[ 
https://issues.apache.org/jira/browse/KAFKA-3471?page=com.atlassian.jira.plugin.system.issuetabpanels:all-tabpanel
 ]

Yuto Kawamura updated KAFKA-3471:
---------------------------------
    Description: 
 tl;dr;
Partition.checkEnoughReplicasReachOffset should see the number of followers 
which are already caught up until requiredOffset instead of high watermark to 
consider whether there are enough number of replicas for a produce request.

# Description
Just recently I found an interesting metric on our Kafka cluster.
During the peak time, the number of produce requests significantly decreased 
only on single broker.
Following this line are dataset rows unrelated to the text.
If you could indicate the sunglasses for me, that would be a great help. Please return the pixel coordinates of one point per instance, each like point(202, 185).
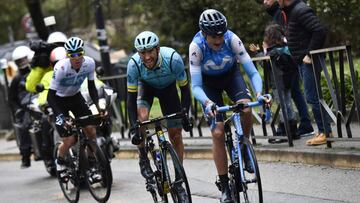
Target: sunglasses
point(76, 54)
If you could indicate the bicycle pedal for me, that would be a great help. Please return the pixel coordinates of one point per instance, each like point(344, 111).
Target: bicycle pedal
point(218, 185)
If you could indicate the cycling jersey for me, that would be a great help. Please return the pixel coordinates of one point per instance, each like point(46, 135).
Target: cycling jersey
point(159, 82)
point(161, 76)
point(67, 81)
point(206, 61)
Let's say this broker's id=1.
- broker-1 holds leadership for 3 partitions of the topic T.
- For each producer they configured to have acks=all.
- broker-1 contains some topics and each topic is configured to have 3 
replicas, and min.insync.replicas is configured to 2.
- For the partition 1 of topic T(T-1) there are 3 replicas namely: 
broker-1(leader), broker-2(follower-A), broker-3(follower-B).

When I see the logs of broker-1, there was lot's of logs indicating ISR expand 
and shrink happening frequently for T-1.
After investigating a while, we restarted broker-1 and unexpectedly continuous 
ISR expand/shrink had gone.
Since it is highly likely a state corruption issue(because it's fixed by a 
simple restart) and it's never reproduced after a broker restart,
unfortunately, but we lost clue to understand what was happening actually so 
until today I'm not knowing the cause of this phenomenon.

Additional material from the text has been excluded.